The third person limited perspective is already distancing the reader from the Hartleys. All we know about the married couple is that they are going on a ski trip with their daughter and they visited the same ski lodge eight years before the story. The couple is committed to drinking and having a good time. Their daughter, Anne, does everything she can to avoid the family outing. Anne has the most personality. She is cold to her mother but openly loves her father. As long as her father encourages her to ski, she tries skiing. Yet, she stops skiing and goes back to the lodge as soon as his attention wanders.
Toward the end of the story, Cheever uses an open door fight so that another guest can hear Mrs. Hartley screaming about how it's useless to rekindle their marriage with nostalgic visits. She also preferred separation and says that Anne could always visit.

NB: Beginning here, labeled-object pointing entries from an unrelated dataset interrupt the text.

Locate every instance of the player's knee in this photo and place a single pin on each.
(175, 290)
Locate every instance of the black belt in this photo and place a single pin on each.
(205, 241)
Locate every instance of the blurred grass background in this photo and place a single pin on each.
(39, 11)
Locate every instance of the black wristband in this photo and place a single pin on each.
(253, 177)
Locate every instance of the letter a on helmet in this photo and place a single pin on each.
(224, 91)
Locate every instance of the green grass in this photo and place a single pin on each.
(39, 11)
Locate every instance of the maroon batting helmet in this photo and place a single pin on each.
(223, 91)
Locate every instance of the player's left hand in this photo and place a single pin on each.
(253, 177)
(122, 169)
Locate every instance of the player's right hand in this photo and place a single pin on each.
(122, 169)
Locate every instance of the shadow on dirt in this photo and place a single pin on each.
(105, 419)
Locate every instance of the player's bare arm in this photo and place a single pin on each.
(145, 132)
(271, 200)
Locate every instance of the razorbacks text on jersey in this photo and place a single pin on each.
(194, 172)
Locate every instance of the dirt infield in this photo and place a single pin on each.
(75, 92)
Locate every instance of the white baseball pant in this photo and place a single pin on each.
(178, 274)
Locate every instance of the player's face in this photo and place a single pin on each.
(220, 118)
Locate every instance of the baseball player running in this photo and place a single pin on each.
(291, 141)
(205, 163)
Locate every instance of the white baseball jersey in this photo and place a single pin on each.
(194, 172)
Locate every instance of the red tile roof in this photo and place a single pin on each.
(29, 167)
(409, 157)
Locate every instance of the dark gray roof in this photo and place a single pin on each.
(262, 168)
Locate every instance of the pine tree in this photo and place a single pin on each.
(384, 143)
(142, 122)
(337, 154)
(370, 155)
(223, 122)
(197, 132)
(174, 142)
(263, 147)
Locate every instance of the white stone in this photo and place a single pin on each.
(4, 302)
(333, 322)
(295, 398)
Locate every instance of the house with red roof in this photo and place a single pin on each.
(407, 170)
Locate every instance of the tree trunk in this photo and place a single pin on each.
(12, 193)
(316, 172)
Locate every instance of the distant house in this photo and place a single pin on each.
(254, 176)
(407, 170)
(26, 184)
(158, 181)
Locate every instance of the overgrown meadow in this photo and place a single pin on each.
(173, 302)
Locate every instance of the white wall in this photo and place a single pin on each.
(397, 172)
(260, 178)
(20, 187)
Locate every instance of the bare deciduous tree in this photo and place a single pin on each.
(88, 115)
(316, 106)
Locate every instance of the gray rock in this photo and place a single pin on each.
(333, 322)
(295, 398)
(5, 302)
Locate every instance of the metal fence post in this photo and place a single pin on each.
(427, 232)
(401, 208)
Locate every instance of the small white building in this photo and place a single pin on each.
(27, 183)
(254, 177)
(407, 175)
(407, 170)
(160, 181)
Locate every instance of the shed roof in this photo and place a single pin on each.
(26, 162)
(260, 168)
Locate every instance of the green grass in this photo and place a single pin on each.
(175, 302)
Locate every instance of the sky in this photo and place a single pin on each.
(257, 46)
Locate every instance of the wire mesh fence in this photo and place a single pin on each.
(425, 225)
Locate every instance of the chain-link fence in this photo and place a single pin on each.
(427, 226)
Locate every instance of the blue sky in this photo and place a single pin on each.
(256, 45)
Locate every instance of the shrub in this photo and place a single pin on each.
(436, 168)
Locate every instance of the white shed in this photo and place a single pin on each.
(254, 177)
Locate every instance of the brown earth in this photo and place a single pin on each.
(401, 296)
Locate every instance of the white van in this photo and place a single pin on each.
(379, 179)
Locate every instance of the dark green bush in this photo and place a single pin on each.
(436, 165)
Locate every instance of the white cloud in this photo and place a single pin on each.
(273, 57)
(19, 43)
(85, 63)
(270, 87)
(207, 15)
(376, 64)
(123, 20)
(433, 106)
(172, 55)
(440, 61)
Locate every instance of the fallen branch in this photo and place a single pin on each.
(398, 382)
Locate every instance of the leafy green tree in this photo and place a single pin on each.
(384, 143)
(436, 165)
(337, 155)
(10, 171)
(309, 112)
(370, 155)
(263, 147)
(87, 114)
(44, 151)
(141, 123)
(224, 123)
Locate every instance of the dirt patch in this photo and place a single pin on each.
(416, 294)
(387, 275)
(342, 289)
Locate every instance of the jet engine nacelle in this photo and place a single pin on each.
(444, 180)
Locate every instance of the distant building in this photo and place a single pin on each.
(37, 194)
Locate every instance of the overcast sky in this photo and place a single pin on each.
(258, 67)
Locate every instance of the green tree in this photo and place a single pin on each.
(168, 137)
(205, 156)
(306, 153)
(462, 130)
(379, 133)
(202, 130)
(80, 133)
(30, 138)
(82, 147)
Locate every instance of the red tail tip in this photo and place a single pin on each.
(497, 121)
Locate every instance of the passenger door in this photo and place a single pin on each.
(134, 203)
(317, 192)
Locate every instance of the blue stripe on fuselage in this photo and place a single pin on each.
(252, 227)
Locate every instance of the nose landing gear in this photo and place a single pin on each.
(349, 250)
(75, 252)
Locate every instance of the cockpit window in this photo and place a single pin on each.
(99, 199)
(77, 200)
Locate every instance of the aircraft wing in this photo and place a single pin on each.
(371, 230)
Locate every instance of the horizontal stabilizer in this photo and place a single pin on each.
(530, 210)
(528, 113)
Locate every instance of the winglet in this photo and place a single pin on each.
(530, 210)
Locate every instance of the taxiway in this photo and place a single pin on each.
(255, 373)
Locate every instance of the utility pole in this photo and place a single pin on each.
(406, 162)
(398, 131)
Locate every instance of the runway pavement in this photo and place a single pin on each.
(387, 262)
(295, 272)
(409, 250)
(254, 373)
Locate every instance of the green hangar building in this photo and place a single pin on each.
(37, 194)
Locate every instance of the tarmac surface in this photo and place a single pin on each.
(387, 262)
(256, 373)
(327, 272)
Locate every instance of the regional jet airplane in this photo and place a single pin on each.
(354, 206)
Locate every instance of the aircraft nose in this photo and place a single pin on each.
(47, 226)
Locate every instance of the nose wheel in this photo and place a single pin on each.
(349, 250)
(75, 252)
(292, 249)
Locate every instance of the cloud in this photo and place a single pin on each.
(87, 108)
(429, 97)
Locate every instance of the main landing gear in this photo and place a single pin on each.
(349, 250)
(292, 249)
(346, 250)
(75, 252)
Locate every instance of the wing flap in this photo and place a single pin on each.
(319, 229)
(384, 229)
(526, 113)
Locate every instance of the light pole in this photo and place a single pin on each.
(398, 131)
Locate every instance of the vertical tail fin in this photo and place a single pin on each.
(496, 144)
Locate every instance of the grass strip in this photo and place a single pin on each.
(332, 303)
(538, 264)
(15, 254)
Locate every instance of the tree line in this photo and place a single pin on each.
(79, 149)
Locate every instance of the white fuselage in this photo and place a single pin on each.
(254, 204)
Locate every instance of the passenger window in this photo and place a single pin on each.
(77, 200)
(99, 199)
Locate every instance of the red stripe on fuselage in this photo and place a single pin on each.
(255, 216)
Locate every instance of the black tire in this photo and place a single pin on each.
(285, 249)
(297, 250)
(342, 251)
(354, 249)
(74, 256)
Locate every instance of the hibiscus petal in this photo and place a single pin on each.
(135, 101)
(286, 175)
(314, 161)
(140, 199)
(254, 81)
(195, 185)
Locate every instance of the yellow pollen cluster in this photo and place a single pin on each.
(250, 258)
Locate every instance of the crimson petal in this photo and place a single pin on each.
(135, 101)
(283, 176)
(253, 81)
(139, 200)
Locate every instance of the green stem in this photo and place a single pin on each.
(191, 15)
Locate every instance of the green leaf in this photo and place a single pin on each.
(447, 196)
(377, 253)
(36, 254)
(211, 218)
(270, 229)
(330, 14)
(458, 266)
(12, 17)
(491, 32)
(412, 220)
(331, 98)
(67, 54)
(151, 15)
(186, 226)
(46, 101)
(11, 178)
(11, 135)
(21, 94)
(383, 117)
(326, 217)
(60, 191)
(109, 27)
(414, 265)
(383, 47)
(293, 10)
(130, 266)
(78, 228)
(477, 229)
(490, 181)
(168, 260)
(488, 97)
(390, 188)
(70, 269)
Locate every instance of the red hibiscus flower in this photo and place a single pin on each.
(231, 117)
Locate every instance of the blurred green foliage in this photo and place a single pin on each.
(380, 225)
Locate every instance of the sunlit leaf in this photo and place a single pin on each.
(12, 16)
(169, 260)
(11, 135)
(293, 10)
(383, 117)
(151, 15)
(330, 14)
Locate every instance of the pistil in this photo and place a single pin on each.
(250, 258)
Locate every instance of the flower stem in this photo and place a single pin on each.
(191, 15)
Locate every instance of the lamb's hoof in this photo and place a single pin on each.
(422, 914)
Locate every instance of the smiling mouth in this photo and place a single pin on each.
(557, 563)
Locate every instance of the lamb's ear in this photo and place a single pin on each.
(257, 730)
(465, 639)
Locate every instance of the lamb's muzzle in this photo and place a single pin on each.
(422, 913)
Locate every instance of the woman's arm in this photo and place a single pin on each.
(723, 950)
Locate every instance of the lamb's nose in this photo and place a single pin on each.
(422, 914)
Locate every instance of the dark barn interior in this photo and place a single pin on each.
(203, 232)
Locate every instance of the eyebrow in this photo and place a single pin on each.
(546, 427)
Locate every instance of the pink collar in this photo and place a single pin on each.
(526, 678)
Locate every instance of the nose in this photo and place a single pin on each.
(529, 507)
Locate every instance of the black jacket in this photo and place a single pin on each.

If the story was a mystery, this scene would be the big reveal. Since it's a literary story about the sad lives of privileged people, it feels like a cheat. Cheever had written these characters at such a remove that he forgot to tell us what was going on. With the distancing conceit, most readers could reach the ending without understanding that the Hartleys are in the final stages of their marriage. Without the “here's the theme” scene, the reader could assume that Anne simply liked her father better. Her actions do make more sense when you discover that she spent time in her mother's custody, only seeing her father on visitation. Presumably, Cheever got sick of hinting and outright threw in some drunk dialogue to explain the story.
Then Anne dies.
Anne's death is powerful not just because it's so sudden, but it also supports the themes. Anne is on the tow rope and her sleeve gets caught. She screams. Everyone else screams. The rope drags her to her doom and she breaks her neck. It's a tense ugly scene, rendered horrifying by the general helplessness.
Death by tow rope is not common, but it makes for great symbolism. Just like Anne was dragged along to her parents' sad reunion, she is dragged along to her death. More realistically, Anne would mangle her arm and spend weeks in the hospital, disgusted with both her parents. That might have appealed to 1960s John Cheever, but in 1949, he was a much more conventional writer. The sudden tragic child-killing ending was too attractive to resist.
The last paragraphs see the Hartleys driving home in silence. The silence is definitely effective. We learned next to nothing about these people. They were unhappy but they were probably together for their daughter. Thus Anne, the only interesting character, ends up as a symbol of a broken marriage.